Automatic restart of MCP2518FD canbus causes oops
Describe the bug
Setting restart-ms to a non zero value (100ms is the one I've been using) results in an occasional BUG about echo SKBs, and slightly less commonly an OOPS
Steps to reproduce the behaviour
- Set up a raspberry Pi 4 with the Waveshare 2-channel CAN FD hat SKU 17075 (the one with the MCP2518FD). I installed the latest Raspberry Pi OS Lite 64 and did an
apt updateandapt upgrade. - Connect one of the two CAN buses to something that will acknowledge your frames (I just connected both of them together but I have verified this works with a PCAN-USB as well).
- install this udev rules file:
KERNELS=="spi0.0", SUBSYSTEMS=="spi", DRIVERS=="mcp251xfd", ACTION=="add|bind|change", NAME="canbus0", ATTR{tx_queue_len}="1024"
KERNELS=="spi0.1", SUBSYSTEMS=="spi", DRIVERS=="mcp251xfd", ACTION=="add|bind|change", NAME="canbus1", ATTR{tx_queue_len}="1024"
KERNELS=="spi1.0", SUBSYSTEMS=="spi", DRIVERS=="mcp251xfd", ACTION=="add|bind|change", NAME="canbus2", ATTR{tx_queue_len}="1024"
KERNELS=="spi1.1", SUBSYSTEMS=="spi", DRIVERS=="mcp251xfd", ACTION=="add|bind|change", NAME="canbus3", ATTR{tx_queue_len}="1024"
- Disable network manager, enable systemd-networkd, and add this .network file to
/etc/systemd/network:
[Match]
Name=canbus*
[CAN]
BitRate=500K
BusErrorReporting=yes
RestartSec=500ms
[Link]
RequiredForOnline=no
- Add these lines to
config.txt:
dtparam=spi=on
dtoverlay=spi1-3cs
dtoverlay=mcp251xfd,spi0-0,interrupt=25
dtoverlay=mcp251xfd,spi1-0,interrupt=24
- install can-utils
- reboot.
- verify that
canbus0andcanbus2are up (if your jumpers are set differently, you might have 0 and 1 instead). - Assuming
canbus0has a partner that will acknowledge, startcangen -I 123 -g 1 canbus0(it also works on canbus2 if it has a partner). Verify that traffic is flowing via counters orcandump. - Briefly short the CAN pair together with a wire, screwdriver, etc, while watching
journalctl -f. - Repeat step 10 until you see an OOPS. It should not take many attempts (usually takes less than 30 seconds)
Device (s)
Raspberry Pi 4 Mod.
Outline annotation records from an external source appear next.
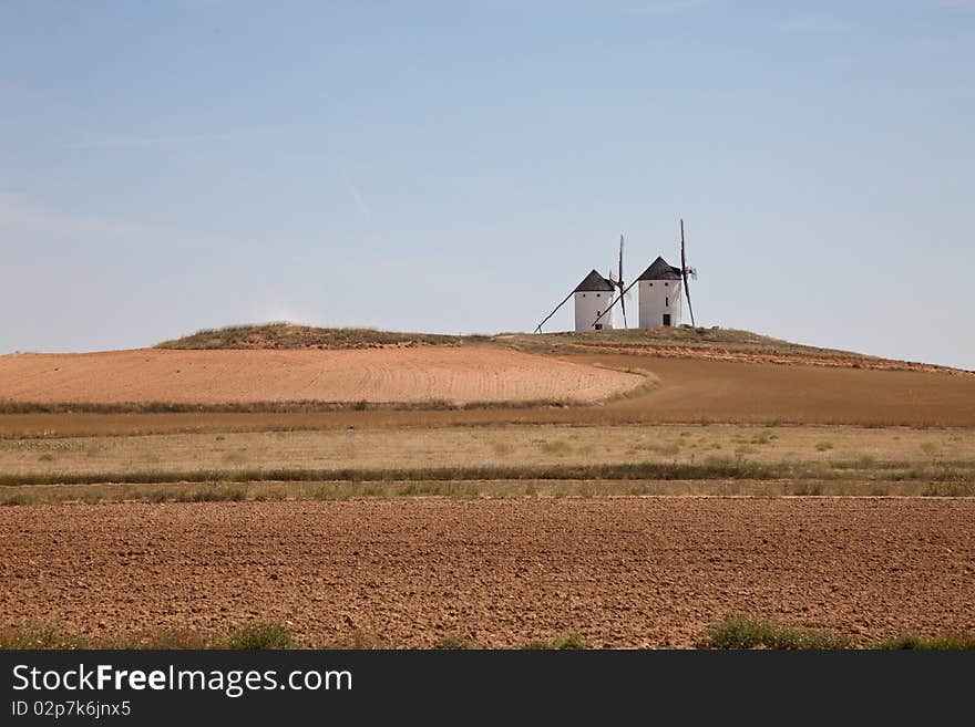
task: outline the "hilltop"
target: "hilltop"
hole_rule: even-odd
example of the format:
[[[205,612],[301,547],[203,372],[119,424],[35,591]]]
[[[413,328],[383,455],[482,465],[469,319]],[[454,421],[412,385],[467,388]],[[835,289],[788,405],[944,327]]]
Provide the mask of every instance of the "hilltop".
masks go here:
[[[656,328],[557,333],[499,333],[448,335],[357,328],[315,328],[295,323],[264,323],[205,329],[165,341],[157,349],[175,350],[292,350],[402,349],[411,346],[495,345],[526,353],[573,355],[640,353],[763,363],[803,363],[869,368],[946,370],[899,362],[851,351],[809,346],[750,331],[718,328]],[[948,370],[950,371],[950,370]]]
[[[296,323],[260,323],[203,329],[191,335],[164,341],[157,349],[383,349],[414,345],[462,345],[488,336],[401,333],[376,329],[320,329]]]
[[[557,352],[572,347],[592,349],[620,346],[687,346],[692,349],[720,347],[732,351],[766,353],[832,354],[860,356],[863,354],[791,343],[749,331],[704,328],[627,329],[615,331],[566,331],[560,333],[499,333],[495,335],[449,335],[441,333],[410,333],[378,329],[325,329],[296,323],[276,322],[252,325],[228,325],[203,329],[179,339],[164,341],[157,349],[219,350],[219,349],[371,349],[412,345],[495,345]]]

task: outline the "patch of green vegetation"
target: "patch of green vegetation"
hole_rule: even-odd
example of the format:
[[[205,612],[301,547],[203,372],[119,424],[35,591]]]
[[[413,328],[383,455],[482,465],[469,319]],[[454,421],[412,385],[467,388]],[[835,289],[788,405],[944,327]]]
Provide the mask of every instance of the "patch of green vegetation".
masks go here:
[[[560,634],[552,641],[530,641],[522,645],[526,651],[581,651],[589,647],[588,642],[577,631]]]
[[[975,636],[945,634],[936,638],[922,638],[913,634],[881,642],[875,648],[890,651],[975,651]]]
[[[389,345],[461,345],[490,340],[482,335],[399,333],[376,329],[320,329],[288,322],[204,329],[164,341],[157,349],[368,349]]]
[[[283,623],[260,621],[232,632],[226,647],[243,651],[295,648],[295,637]]]
[[[468,636],[462,636],[460,634],[447,634],[443,638],[437,642],[437,648],[470,651],[482,648],[482,646],[473,638],[470,638]]]
[[[708,626],[706,648],[840,650],[853,646],[840,634],[790,629],[766,621],[731,616]]]
[[[129,636],[93,638],[68,629],[60,619],[29,620],[0,629],[0,650],[78,650],[78,648],[295,648],[290,629],[264,621],[242,626],[226,636],[207,637],[188,629],[161,627]]]
[[[538,448],[546,455],[556,455],[560,457],[563,457],[572,451],[572,445],[562,439],[556,439],[554,442],[543,442],[538,445]]]

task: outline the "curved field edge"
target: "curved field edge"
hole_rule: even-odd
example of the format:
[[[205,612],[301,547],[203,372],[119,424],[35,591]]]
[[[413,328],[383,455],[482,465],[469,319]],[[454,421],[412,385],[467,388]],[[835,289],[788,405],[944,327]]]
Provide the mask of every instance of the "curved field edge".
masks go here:
[[[347,468],[195,468],[124,469],[79,472],[2,472],[0,486],[95,485],[103,482],[308,482],[308,481],[480,481],[480,480],[808,480],[927,482],[956,486],[959,494],[975,482],[971,460],[922,465],[915,461],[758,463],[716,460],[708,464],[620,463],[542,466],[347,467]]]
[[[975,484],[886,480],[331,480],[21,485],[0,506],[110,502],[267,502],[362,499],[546,498],[944,498],[975,497]]]
[[[157,344],[160,349],[382,349],[412,346],[478,346],[493,344],[524,353],[572,355],[598,351],[655,353],[663,356],[719,356],[728,361],[767,361],[901,371],[967,373],[930,363],[883,359],[851,351],[824,349],[742,331],[715,328],[655,328],[555,333],[445,335],[377,329],[316,328],[287,322],[204,329]]]

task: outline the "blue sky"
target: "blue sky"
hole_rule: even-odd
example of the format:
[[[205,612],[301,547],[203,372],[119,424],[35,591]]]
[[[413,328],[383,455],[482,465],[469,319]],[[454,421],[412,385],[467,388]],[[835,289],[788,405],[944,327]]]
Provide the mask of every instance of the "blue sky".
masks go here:
[[[684,216],[699,323],[975,368],[973,77],[969,0],[0,0],[0,352],[530,331]]]

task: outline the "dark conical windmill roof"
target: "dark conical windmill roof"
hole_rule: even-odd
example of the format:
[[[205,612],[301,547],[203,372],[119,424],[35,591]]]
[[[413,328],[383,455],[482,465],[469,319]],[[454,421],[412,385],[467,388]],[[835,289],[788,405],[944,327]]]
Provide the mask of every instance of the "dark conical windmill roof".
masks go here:
[[[583,281],[578,285],[576,285],[575,290],[572,292],[574,292],[574,293],[585,293],[588,291],[602,292],[604,290],[608,290],[612,292],[616,289],[613,288],[613,283],[610,283],[603,276],[601,276],[598,272],[593,270],[593,272],[591,272],[588,276],[583,278]]]
[[[637,280],[680,280],[680,268],[675,268],[664,258],[657,257]]]

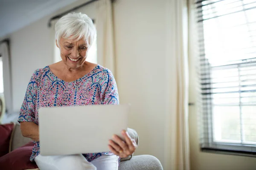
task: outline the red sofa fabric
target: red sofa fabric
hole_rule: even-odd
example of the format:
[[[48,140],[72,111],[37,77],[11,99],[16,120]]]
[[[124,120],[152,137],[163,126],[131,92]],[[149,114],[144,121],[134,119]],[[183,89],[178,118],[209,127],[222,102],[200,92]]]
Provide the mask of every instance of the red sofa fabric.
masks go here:
[[[31,162],[29,158],[32,153],[34,143],[30,142],[0,158],[1,170],[24,170],[38,168],[35,162]]]
[[[0,125],[0,157],[8,153],[14,123]]]

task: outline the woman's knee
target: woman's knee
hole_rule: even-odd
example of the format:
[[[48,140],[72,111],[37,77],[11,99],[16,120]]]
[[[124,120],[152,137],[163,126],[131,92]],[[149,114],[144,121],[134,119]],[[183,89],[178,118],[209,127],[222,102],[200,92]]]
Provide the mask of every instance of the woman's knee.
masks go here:
[[[81,155],[44,156],[40,155],[35,161],[40,170],[96,170]]]

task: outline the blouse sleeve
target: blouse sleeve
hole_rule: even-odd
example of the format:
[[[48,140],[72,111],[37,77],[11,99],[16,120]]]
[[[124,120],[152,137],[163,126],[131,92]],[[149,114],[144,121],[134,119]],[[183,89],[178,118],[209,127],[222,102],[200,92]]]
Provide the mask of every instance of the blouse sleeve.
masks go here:
[[[104,93],[103,105],[119,105],[119,96],[116,80],[110,71],[108,76],[107,85]]]
[[[36,77],[38,70],[36,70],[30,79],[21,105],[18,122],[31,122],[36,123],[35,110],[37,102],[38,83]]]

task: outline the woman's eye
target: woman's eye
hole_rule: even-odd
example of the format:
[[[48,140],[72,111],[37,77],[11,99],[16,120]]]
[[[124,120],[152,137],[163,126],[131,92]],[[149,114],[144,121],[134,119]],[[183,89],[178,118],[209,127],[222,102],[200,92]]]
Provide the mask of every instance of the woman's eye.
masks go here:
[[[82,50],[86,50],[87,48],[87,47],[80,47],[80,49]]]

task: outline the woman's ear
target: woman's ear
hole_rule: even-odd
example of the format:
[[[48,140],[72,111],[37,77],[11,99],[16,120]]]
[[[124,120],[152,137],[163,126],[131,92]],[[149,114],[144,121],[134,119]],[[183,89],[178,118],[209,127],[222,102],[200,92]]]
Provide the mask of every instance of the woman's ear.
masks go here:
[[[57,39],[55,40],[55,42],[56,43],[56,45],[57,45],[58,48],[59,48],[60,47],[58,46],[58,43],[57,43]]]

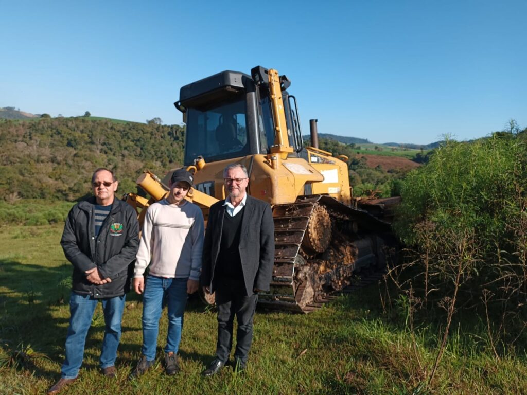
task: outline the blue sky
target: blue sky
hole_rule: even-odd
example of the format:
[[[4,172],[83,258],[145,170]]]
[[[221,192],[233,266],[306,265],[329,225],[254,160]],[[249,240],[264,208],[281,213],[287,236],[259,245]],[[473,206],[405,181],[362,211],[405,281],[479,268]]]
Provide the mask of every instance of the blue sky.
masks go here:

B
System
Logs
Included in raspinfo
Additional context
This is following up from an email conversation between myself and @marckleinebudde . I thought it best to move it somewhere we can track it rather than continue sending many emails.
I'm reporting this in raspberrypi/linux because I've reproduced it on multiple distros but don't have another SPI master to try it with to see if it's not Pi-specific.
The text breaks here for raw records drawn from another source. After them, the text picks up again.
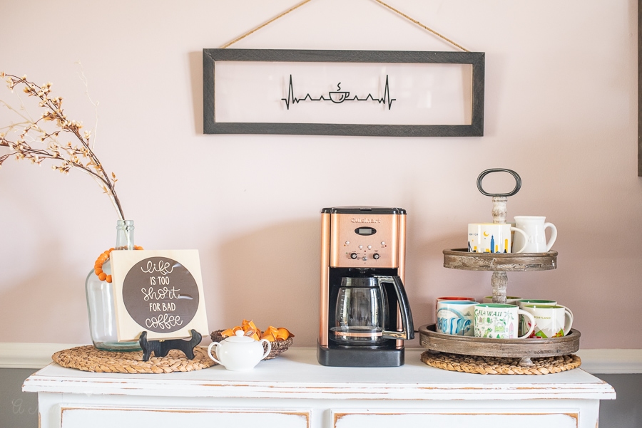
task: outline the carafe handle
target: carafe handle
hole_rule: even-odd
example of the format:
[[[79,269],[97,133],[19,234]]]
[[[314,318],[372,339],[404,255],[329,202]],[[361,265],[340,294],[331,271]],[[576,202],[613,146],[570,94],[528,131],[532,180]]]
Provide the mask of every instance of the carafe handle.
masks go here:
[[[382,337],[387,339],[403,339],[409,340],[414,338],[414,325],[412,322],[412,313],[410,311],[410,306],[408,304],[408,296],[406,296],[406,290],[401,278],[394,276],[375,276],[381,287],[382,283],[392,283],[394,286],[394,292],[397,294],[397,301],[399,304],[399,313],[402,318],[402,331],[382,332]],[[382,290],[383,293],[383,290]]]

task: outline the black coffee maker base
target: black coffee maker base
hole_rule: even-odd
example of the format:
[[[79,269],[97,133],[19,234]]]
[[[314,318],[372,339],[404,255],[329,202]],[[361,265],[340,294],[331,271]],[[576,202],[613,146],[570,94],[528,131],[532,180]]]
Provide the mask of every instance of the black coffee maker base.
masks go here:
[[[404,362],[403,348],[329,348],[318,344],[317,360],[320,365],[330,367],[399,367]]]

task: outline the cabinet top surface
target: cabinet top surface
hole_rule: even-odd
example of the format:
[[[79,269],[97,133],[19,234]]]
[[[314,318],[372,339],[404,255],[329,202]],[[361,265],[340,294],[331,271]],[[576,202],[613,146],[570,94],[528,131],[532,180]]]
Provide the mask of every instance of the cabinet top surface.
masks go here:
[[[216,365],[168,374],[94,373],[51,363],[25,381],[30,392],[147,396],[248,397],[389,400],[611,400],[613,387],[574,369],[544,375],[474,375],[429,367],[423,349],[406,350],[397,367],[320,365],[313,348],[291,348],[248,372]],[[483,392],[483,394],[480,394]],[[337,396],[337,394],[341,394]]]

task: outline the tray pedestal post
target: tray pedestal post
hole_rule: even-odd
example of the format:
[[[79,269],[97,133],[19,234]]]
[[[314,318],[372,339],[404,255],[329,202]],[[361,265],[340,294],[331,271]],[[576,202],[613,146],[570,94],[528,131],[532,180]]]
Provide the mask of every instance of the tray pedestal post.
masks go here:
[[[493,197],[493,223],[504,224],[506,223],[506,202],[508,198],[505,196]]]
[[[504,271],[493,272],[491,277],[491,285],[493,287],[493,303],[506,303],[506,288],[508,286],[508,275]]]

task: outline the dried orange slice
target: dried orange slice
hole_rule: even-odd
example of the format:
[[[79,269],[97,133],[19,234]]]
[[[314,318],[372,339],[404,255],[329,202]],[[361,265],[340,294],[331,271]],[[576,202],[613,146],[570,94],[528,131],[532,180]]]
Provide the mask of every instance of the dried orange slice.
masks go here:
[[[224,330],[222,332],[220,332],[220,335],[222,335],[224,338],[229,338],[230,336],[234,335],[234,332],[232,331],[231,328],[228,328],[227,330]]]
[[[293,338],[294,335],[290,333],[290,331],[283,327],[279,327],[277,330],[276,338],[278,340],[285,340],[289,338]]]

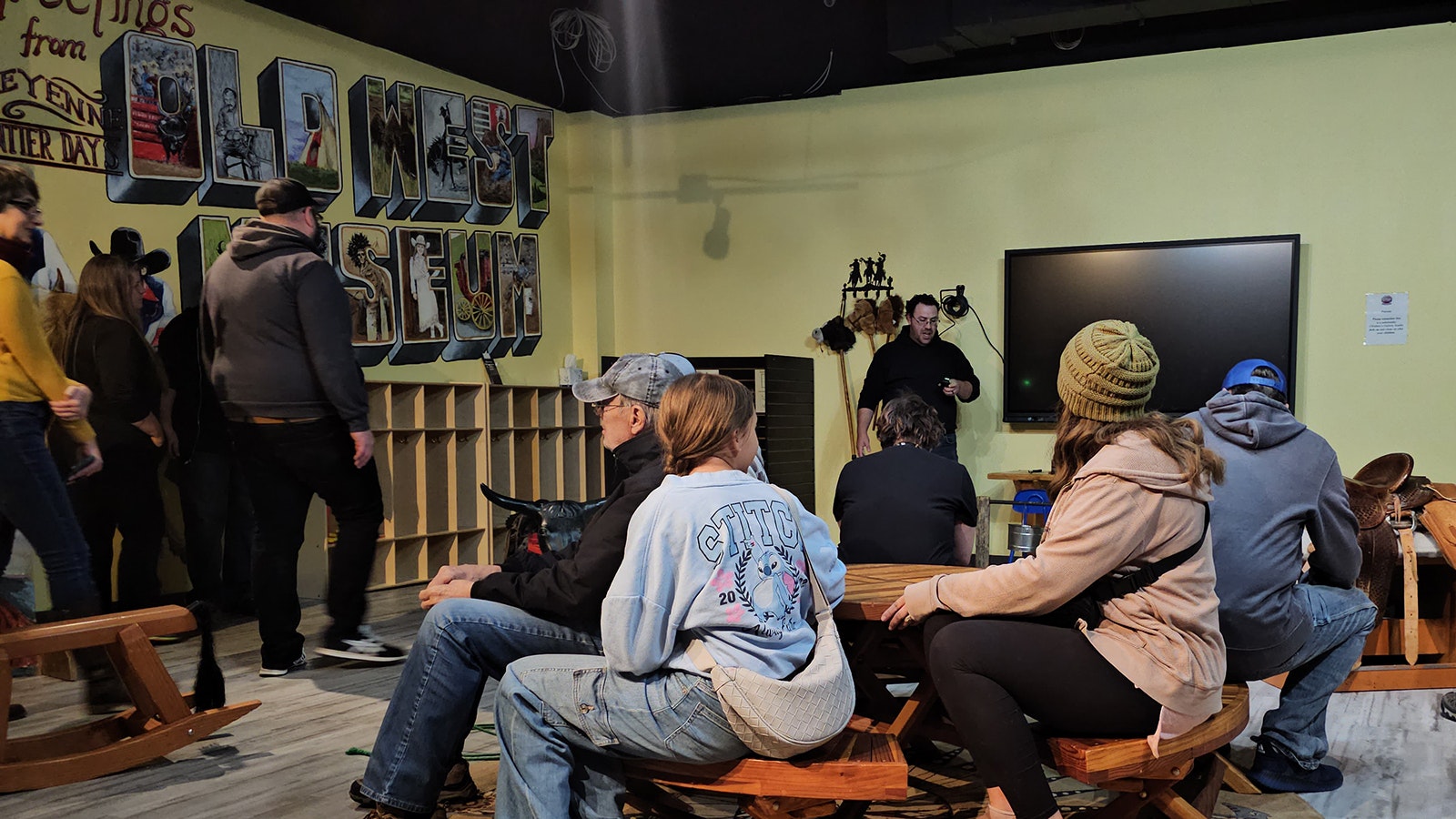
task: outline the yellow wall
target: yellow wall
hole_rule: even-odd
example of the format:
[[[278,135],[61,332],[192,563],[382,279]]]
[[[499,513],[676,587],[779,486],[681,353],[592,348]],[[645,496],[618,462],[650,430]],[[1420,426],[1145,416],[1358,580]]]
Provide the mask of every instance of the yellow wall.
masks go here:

I have reproduced this issue with 6.6 kernels and 6.12 kernels, on both yocto and raspberry pi OS, with the waveshare hat as well as our custom board, with CM4 and Pi 4 model B, etc.
I tried cherry-picking some later commits into the 6.12 kernel and it doesn't really help.
Marc suggested this patch which did not seem to cure the issue:
--- a/drivers/net/can/spi/mcp251xfd/mcp251xfd-core.c
+++ b/drivers/net/can/spi/mcp251xfd/mcp251xfd-core.c
@@ -759,6 +759,9 @@ static void mcp251xfd_chip_stop(struct mcp251xfd_priv *priv,
{
priv->can.state = state;
+ hrtimer_cancel(&priv->rx_irq_timer);
+ hrtimer_cancel(&priv->tx_irq_timer);
+ cancel_work_sync(&priv->tx_work);
mcp251xfd_chip_interrupts_disable(priv);
mcp251xfd_chip_rx_int_disable(priv);
mcp251xfd_timestamp_stop(priv);
He also suggested this patch which I have yet to try but will try as soon as I submit this (been spending time verifying that it's not particular to our distro or hardware):
--- a/drivers/net/can/dev/dev.c
+++ b/drivers/net/can/dev/dev.c
@@ -185,7 +185,9 @@ static void can_restart_work(struct work_struct *work)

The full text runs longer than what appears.